Mr. Barron also released preliminary figures showing the head count had "a significant reduction" in the undercount of blacks, Hispanics and Indians on reservations.

It is estimated, for instance, that the number of blacks missed dropped from the 4.57 percent a decade ago to somewhere between 1.6 and 2.73 percent in the 2000 tally. For Hispanics, the number dropped from 1990's 5 percent to between 2.22 and 3.48 percent. And for American Indians, the undercount went from 12.22 percent to between 2.77 percent and 6.71 percent.

The numbers are a factor in the political argument over the next step in the census process the preparation of numbers used for redrawing voting districts across the nation.

Democrats favor altering or "adjusting" the overall census figures according to the error determined by a process called "sampling." Statisticians argue this method is the best way to eliminate errors from certain residents not being counted and others more than once.

Republicans generally object to that process. They argue it is unreliable, probably unconstitutional and would work against their party. It is presumed that eliminating the undercount would increase the count of minorities, renters and urban dwellers, who tend to vote Democratic.

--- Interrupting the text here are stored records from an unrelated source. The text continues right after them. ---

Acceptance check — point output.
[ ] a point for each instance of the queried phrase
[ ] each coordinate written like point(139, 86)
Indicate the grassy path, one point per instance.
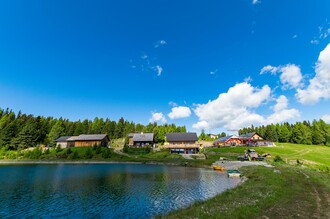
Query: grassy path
point(283, 192)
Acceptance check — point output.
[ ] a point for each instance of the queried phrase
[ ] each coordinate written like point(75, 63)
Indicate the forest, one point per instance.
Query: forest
point(20, 131)
point(317, 132)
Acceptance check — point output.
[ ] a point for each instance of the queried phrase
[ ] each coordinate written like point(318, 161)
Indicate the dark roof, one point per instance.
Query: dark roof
point(97, 137)
point(247, 135)
point(62, 139)
point(224, 139)
point(190, 136)
point(143, 137)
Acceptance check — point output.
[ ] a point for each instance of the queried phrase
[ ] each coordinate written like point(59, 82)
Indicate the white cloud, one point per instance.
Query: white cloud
point(179, 112)
point(157, 117)
point(326, 118)
point(270, 69)
point(159, 70)
point(319, 86)
point(248, 79)
point(281, 113)
point(315, 42)
point(290, 77)
point(233, 109)
point(160, 43)
point(173, 104)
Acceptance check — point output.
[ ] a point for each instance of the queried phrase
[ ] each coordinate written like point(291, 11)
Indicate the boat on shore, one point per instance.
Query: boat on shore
point(233, 173)
point(218, 168)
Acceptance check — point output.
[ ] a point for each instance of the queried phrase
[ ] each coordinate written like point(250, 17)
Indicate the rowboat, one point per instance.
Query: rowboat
point(233, 173)
point(218, 168)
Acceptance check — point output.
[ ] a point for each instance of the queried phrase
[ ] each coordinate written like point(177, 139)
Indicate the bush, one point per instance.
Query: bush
point(74, 155)
point(34, 154)
point(125, 149)
point(68, 151)
point(278, 159)
point(58, 149)
point(98, 149)
point(46, 151)
point(106, 153)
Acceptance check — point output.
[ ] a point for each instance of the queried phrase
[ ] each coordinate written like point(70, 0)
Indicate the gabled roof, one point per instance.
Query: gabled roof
point(143, 137)
point(179, 136)
point(247, 135)
point(63, 138)
point(97, 137)
point(224, 139)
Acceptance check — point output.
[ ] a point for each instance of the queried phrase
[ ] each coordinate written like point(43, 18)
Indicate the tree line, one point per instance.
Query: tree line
point(20, 131)
point(317, 132)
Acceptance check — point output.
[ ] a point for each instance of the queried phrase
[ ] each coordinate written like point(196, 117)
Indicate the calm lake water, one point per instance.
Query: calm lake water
point(104, 190)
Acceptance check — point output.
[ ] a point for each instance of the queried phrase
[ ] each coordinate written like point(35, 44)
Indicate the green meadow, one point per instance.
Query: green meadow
point(313, 156)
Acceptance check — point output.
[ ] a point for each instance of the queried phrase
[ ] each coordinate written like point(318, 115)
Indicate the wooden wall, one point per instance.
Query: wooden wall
point(86, 143)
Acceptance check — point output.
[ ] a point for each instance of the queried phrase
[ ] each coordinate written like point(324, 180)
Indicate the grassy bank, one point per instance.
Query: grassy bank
point(314, 156)
point(281, 192)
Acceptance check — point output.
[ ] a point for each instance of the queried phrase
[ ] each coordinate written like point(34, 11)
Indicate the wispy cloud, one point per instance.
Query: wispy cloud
point(248, 79)
point(160, 43)
point(179, 112)
point(315, 41)
point(157, 117)
point(290, 75)
point(319, 86)
point(213, 72)
point(323, 34)
point(159, 70)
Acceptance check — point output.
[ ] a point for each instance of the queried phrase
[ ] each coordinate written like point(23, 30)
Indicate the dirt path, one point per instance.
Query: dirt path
point(239, 164)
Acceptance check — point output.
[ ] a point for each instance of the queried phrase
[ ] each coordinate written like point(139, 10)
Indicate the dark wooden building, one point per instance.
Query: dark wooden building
point(230, 140)
point(141, 139)
point(182, 143)
point(85, 140)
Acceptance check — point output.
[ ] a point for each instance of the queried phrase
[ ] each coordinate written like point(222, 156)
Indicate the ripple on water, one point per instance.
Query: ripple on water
point(104, 190)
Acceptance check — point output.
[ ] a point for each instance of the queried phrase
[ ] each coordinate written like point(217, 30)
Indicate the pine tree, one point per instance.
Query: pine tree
point(56, 132)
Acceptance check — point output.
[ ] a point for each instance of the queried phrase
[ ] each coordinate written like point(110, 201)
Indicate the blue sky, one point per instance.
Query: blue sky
point(214, 65)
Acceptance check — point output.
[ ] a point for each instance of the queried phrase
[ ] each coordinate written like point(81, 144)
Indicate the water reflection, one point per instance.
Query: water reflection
point(104, 190)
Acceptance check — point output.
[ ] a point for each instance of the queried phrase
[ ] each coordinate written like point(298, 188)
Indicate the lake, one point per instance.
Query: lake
point(104, 190)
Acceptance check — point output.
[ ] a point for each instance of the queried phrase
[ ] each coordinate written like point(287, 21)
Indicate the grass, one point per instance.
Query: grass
point(288, 192)
point(313, 156)
point(285, 191)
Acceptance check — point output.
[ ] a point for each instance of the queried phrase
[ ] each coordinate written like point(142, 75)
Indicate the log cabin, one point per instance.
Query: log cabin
point(85, 140)
point(182, 143)
point(141, 140)
point(231, 140)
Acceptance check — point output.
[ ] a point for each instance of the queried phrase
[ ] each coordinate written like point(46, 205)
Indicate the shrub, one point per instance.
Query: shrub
point(88, 153)
point(34, 154)
point(74, 155)
point(106, 153)
point(278, 159)
point(68, 151)
point(98, 149)
point(46, 151)
point(125, 149)
point(58, 149)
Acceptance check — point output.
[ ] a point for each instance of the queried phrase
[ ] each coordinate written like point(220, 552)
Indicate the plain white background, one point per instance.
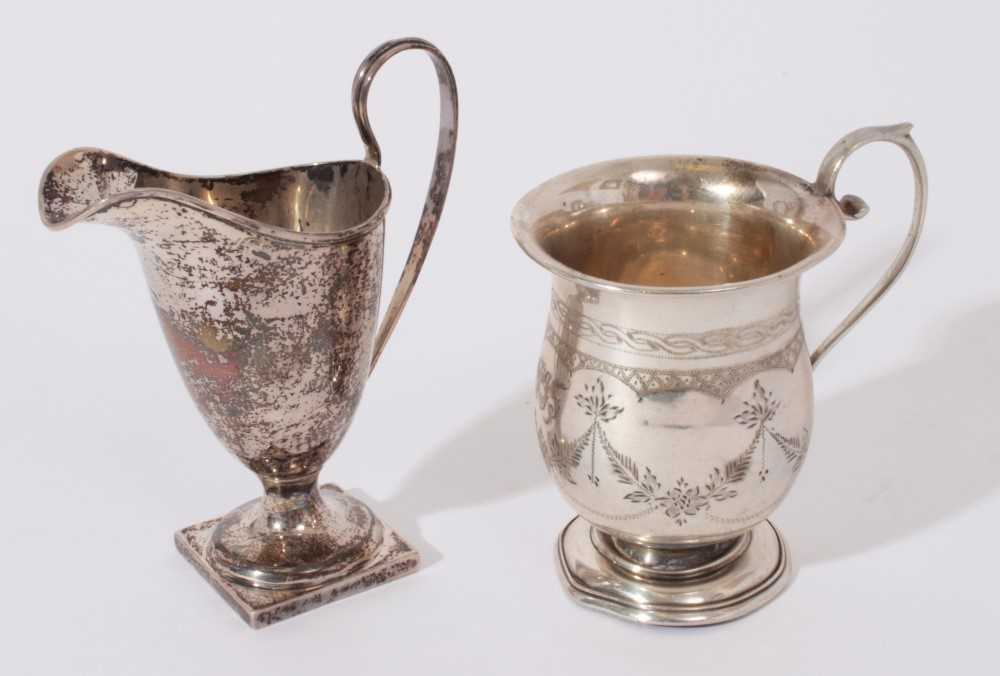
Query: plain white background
point(892, 523)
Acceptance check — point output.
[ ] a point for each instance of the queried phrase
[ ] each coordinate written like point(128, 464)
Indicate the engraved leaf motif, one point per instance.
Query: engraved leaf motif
point(597, 403)
point(759, 409)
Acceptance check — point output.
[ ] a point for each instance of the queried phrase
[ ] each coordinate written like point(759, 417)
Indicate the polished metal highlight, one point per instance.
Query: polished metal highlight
point(267, 288)
point(674, 397)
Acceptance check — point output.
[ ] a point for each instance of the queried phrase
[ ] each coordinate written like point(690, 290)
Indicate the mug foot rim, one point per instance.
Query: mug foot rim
point(757, 577)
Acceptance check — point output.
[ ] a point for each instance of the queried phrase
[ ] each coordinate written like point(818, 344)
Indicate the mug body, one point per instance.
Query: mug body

The Census Bureau must decide by early March whether sampling is more accurate than the raw count, and whether the adjusted figures should be used as the basis for redrawing political district lines and for redistributing more than $185 billion in federal funds.

But the Bush administration could reverse the Census Bureau's decision. President Bush has not disclosed whether he supports sampling.

White House spokeswoman Clair Bucham said yesterday the issue was still under consideration by the Commerce Department and gave no timetable for any decision.

Rep. Dan Miller, the Florida Republican who chairs the House Government Reform Committee's census subcommittee, heaped praise on the bureau for its achievements.

He called the bureau's work "remarkable" and said Census 2000 was "the most accurate and inclusive census in our nation's history." Then he slammed Democrats for "political rhetoric surrounding the census [that] threatens to taint the entire effort."

He said his political foes "resort to cheap shots, race-baiting and name-calling."

However, Mr. Miller's basic point which was fiercely resisted by subcommittee member Rep. Carolyn B. Maloney, New York Democrat was that the census was so good and resulting population numbers so sound there is no need for adjusting the count.

Mrs. Maloney, the subcommittee's former ranking minority member and Mr. Miller's chief antagonist, warned Census officials to beware of "the hugs and kisses you are receiving on this Valentine's Day from former critics."

She argued for the necessity to adjust the count, declaring that not doing so "denies liberty and disenfranchises the unrepresented for 10 years." She called the issue "the most important civil rights issue of this decade."